Senators have called for more studies on approaches to hold public officials more accountable as a way to curtail wasteful expenditure of taxpayers’ money.
Senators have called for more studies on approaches to hold public officials more accountable as a way to curtail wasteful expenditure of taxpayers’ money.
The lawmakers said this on Tuesday as the senatorial Standing Committee on Economic Development dissected the 2013/14 Auditor-General’s report.
The senators raised concerns over the major public institutions, some of which take the lion’s share of Budget Allocations, yet continue to be debt- and loss-ridden.
The institutions in question, as reported by the AG, include Rwanda Social Security Board, former Electricity, Water and Sanitation Authority (EWSA), Rwanda Revenue Authority, ONATRACOM and Rwanda Broadcasting Agency.
According to the report, of the 131 public entities audited, only 36 per cent recorded a clean audit opinion, an increase of two per cent from the previous report.
However, Senator Laurent Nkusi, a member of the committee, challenged what the report termed improvement in an area of auditing arguing that some institutions received undeserving clean audits.
"Previously, we agreed as senators that there is a need to have a clean audit report within and outside institutions,” he said, citing a case of the Finance and Economic Planning ministry that had a clean audit report as an institution but failed to have one as the Treasury.
‘Inept boards’
Nkusi also criticised boards of directors for institutions, saying that the primary role of these boards was that of oversight yet they are seemingly "dysfunctional.”
According to the senator, the dormancy of the boards has caused loss of billions of francs in some of the institutions, mostly RSSB, which, according to report, is accountable for more than Rwf.27 billion in wasteful expenditure and losses.
"We will have to do an interactive assessment that will enable us to do a prospective analysis in a bid to make informed recommendations and proper orientation for these institutions,” Nkusi added.
The senators raised concerns over RSSB housing projects with low or no occupation rate, mostly for infrastructure that were built in remote areas of the country.
They were reacting mainly to the so-called ‘pension plazas’ that have been built in different towns in the country.
"Some of these complexes like in Karongi, Musanze and Rwamagana districts have no tenants, yet government spent billions of francs on them. Although the question remains on who should take the blame, it shows that inadequate feasibility studies are done prior to such investments,” Senator Evariste Bizimana said.
For residential units, Bizimana said the main beneficiaries to RSSB housing projects should be public servants, although this has not been the case due to prohibitive rent in many of RSSB housing projects.
The AG, in compiling the 2013/14 report, for the first time, audited the pension body following uproars by members of the public and legislators that the board, entrusted with a lot of funds, was never audited.

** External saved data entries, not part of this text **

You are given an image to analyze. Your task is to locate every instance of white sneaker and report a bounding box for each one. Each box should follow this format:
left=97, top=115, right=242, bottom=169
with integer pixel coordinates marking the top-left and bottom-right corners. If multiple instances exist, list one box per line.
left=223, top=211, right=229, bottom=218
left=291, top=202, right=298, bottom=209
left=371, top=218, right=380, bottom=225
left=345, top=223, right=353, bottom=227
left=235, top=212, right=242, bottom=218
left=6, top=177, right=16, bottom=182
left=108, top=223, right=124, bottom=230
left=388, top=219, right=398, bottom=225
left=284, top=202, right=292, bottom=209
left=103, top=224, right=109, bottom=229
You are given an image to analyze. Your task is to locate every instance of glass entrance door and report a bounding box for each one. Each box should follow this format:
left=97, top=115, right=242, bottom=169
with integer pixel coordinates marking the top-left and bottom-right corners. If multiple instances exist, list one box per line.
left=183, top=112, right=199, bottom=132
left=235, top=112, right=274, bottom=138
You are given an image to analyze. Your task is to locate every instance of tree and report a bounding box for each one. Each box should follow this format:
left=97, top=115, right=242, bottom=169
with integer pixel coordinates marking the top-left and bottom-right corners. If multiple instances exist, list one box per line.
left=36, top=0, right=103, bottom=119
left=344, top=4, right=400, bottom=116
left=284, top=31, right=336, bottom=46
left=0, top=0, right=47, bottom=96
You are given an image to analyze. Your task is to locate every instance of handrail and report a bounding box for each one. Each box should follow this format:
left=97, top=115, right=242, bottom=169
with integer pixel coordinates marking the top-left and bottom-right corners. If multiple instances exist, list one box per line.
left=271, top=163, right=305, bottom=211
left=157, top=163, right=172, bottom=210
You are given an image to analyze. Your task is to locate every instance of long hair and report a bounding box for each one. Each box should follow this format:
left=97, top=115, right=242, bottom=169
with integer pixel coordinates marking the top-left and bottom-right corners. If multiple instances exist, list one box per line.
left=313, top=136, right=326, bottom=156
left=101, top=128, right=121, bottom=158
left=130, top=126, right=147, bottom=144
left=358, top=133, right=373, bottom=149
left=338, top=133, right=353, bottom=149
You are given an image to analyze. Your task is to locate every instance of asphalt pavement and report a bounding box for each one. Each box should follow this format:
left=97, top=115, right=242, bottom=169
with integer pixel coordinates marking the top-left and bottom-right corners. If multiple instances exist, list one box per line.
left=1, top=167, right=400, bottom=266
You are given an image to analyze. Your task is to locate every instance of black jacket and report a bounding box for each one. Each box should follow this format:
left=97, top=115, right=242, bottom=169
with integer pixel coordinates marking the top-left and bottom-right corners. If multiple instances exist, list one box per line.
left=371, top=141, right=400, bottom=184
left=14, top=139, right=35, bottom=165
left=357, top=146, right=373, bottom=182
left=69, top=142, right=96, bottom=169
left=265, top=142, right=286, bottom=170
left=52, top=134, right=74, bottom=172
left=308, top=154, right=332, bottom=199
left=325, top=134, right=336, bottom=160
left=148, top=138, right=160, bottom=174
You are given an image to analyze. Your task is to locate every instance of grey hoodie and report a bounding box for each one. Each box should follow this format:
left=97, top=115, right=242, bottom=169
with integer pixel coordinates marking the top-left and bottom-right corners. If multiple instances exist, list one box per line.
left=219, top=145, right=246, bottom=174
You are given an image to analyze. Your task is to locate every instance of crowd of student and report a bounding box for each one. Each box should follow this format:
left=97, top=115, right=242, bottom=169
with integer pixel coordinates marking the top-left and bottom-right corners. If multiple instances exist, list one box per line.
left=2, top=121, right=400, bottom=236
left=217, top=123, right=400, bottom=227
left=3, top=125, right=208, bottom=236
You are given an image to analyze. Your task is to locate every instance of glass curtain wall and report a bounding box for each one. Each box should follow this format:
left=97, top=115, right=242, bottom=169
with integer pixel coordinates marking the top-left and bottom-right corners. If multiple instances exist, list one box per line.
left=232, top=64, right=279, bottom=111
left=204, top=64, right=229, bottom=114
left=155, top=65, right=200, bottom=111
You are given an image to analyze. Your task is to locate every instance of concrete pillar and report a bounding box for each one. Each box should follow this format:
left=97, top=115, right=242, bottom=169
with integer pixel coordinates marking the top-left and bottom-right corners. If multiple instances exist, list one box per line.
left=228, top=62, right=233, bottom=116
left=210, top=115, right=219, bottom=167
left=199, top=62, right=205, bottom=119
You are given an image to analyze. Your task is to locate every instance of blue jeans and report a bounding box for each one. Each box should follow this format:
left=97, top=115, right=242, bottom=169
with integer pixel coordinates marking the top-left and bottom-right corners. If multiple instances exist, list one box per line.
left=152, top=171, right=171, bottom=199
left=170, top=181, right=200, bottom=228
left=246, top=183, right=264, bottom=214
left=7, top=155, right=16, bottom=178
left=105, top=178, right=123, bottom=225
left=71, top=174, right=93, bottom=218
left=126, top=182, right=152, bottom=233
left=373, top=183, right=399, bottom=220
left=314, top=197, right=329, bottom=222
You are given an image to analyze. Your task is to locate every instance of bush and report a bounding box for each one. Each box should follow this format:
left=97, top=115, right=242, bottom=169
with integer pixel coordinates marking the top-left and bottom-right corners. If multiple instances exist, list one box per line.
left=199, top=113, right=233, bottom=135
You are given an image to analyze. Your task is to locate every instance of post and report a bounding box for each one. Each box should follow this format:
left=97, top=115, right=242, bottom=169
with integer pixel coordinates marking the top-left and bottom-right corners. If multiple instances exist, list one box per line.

Among others, the report noted that there are various cases where RSSB had not been able to recover loans granted or proceeds from disposal of assets with potential loss of funds totaling Rwf16.6 billion.
In a recent interview with The New Times, the Director-General of RSSB, Jonathan Gatera, said there were some governance issues but insisted they were being addressed such as involving board of directors in all investment decisions.
"However, the investment made not make any losses as reported; the issue was investments made that take long to provide returns and payment from certain sales that had not yet been received at the time of the audit,” Gatera said.